Hal looked at them. “No, I don’t want to go with them.”

“Well you have to go with someone. You’ll like them. They are really nice people and I bet they’d take you home with them. You should go ask.”

He studied them with some apprehension, as if they might jump up and snag him. “No, I don’t want to ask them. I don’t want to go with them.”

“I guess you have a choice. It’s me or them. You have to have someone.”

He pondered briefly before saying, “I choose you.”

“Great! I’m so happy. I really like you.”

I have learned, however, that I do have my limits. While I can handle the individual barbs here and there, I am incredibly vulnerable to the long term snub. One of these has been slowly eating away at me for over a year.

Hal does not like me to kiss him on the cheek. He wipes them off his face every single time I kiss him. In the beginning, he would be very ostentatious about it, loudly declaring, “Yuk!” and wiping them off with a smile. I thought he was being cute or attempting to provoke me.

Time went on. The wipes became less showy but still happened. After awhile, it started to bug me. Why does he wipe my kisses off? Doesn’t he love me? I decided to let him know that it bothered me. “Hal, it really hurts my feelings when you wipe my kisses off like that.”

“Well,” he said, tilting his head down, “You can kiss me on my head.”

But I didn’t want to kiss his hairy little head. I wanted to kiss his plump little cheek. While trying to process this rejection, I thought of blogs I read in which parents would insist that children should have power over their own bodies. If they don’t want to hug or kiss a family member, you shouldn’t make them. How can they have the nerve to reject truly wrong physical contact if you force them to accept any unwanted contact?

With a deep mental sigh, I decided to comply with his request. I began to kiss the top of his head. I felt sad every time I did it. Every once in awhile, I’d forget and kiss his cheek. He’d walk away silently and wipe it off just as he went out of sight. The confusing part was that he never seemed upset. He wasn’t angry. He wasn’t walking away because of the kiss. But he’d wipe it off all the same. It didn’t make sense. He still told me he loved me. He still kissed me on the lips and hugged me tight. But cheek kisses were always wiped off.

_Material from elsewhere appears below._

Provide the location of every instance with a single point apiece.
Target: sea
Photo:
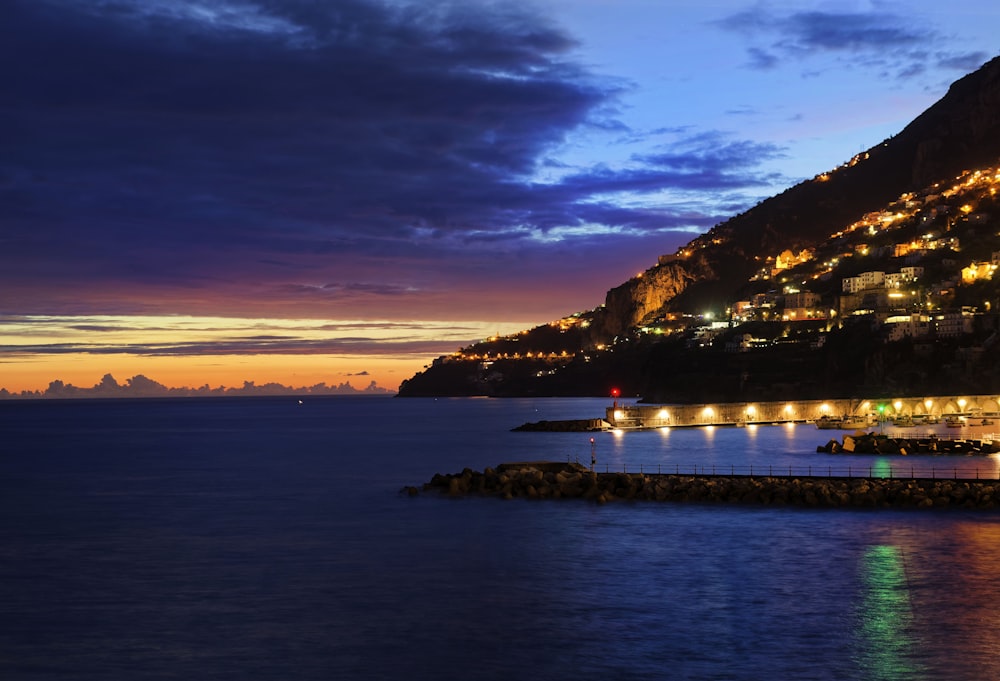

Finally, one morning while we cuddled with Daddy, he dipped his head to me and said, “Mommy, you can kiss me on my head.”

“No, dear, I don’t feel like kissing you on your head.”

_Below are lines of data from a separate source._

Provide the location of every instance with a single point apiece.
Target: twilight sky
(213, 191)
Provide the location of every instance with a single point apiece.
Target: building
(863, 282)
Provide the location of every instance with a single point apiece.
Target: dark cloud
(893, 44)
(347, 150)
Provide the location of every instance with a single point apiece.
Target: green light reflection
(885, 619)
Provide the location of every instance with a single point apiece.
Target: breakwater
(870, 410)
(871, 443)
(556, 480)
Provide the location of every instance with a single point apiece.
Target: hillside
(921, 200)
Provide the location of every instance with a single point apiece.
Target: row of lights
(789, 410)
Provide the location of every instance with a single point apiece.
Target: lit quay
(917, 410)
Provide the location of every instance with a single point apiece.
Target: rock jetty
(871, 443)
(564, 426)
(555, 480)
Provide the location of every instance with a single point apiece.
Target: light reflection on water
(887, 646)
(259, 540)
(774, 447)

Daddy asked, “Hal? Why won’t you let Mommy kiss you on the cheek? Don’t you know how much that hurts her feelings?”

“Well, she can kiss me on the head.”

“But you let me kiss you on the cheek. You don’t wipe them off or make me kiss you on your head.”

“Well, Mommy’s kisses are wet.”

“I don’t think he knows what he’s talking about,” my husband said.

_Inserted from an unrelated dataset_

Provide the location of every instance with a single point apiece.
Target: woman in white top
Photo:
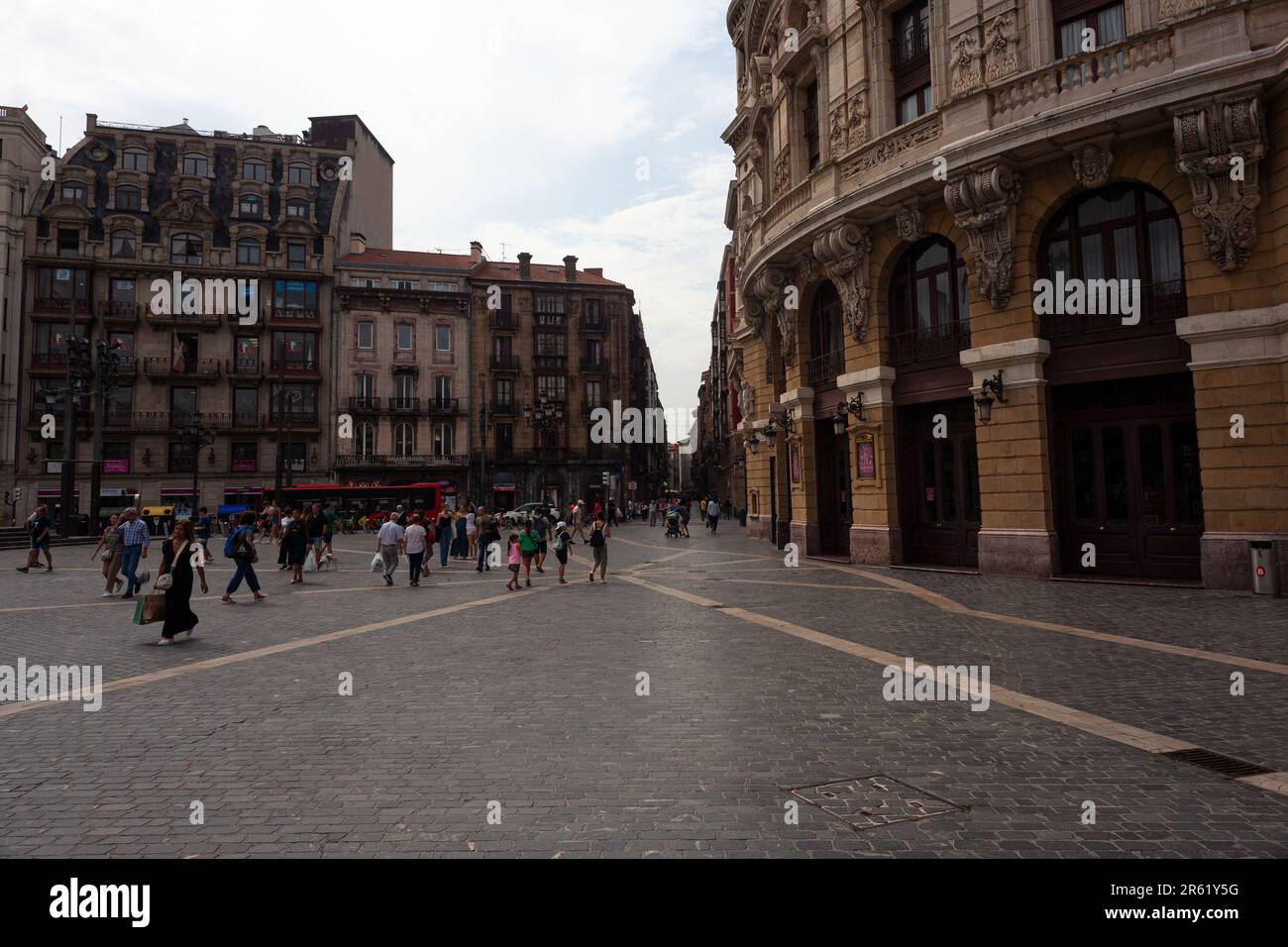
(472, 534)
(415, 543)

I thought otherwise. “Hal, if I wipe my mouth dry, can I kiss you on the cheek?”

“Yes.”

“Ok.” I very carefully wiped my already-dry lips across my fingers and leaned in. He smiled nervously. I kissed his cheek. He paused, smiled, and did not wipe it off. I tried again. No wipe. Later that day, he approached me. I carefully wiped my lips dry and kissed him on the cheek. He slowly raised his hand toward his face. I held it gently at his chin and said, “That kiss was dry. Wasn’t it?” He smiled and nodded, then lowered his hand.

That was yesterday. I’ve been thinking about it quite a bit. What made him think my kisses were so wet that he couldn’t stand them to be on his cheek? I don’t wear lipstick or lick my lips regularly. My lips, and thus my kisses, should be no more moist than my husband’s. I thought back further and further into Hal’s brief childhood. I began to remember times when I would exuberantly kiss him with lips puckered way out: those would definitely have been wet kisses. They were in the minority of my Mommy kisses but he had apparently become concerned enough that all kisses were assumed wet and thus undesired. And then it became habit.

The revelation fascinated me. It was a simple preference poorly articulated. We are on the slow road to resuming normal kissing relations. Just now, I hugged him and kissed his cheek. He couldn’t raise his hands to his face because of the hug but he tried. “Now… that was a dry kiss!” I chided. He laughed and said, “I want another dry kiss!” I happily complied. And he happily accepted.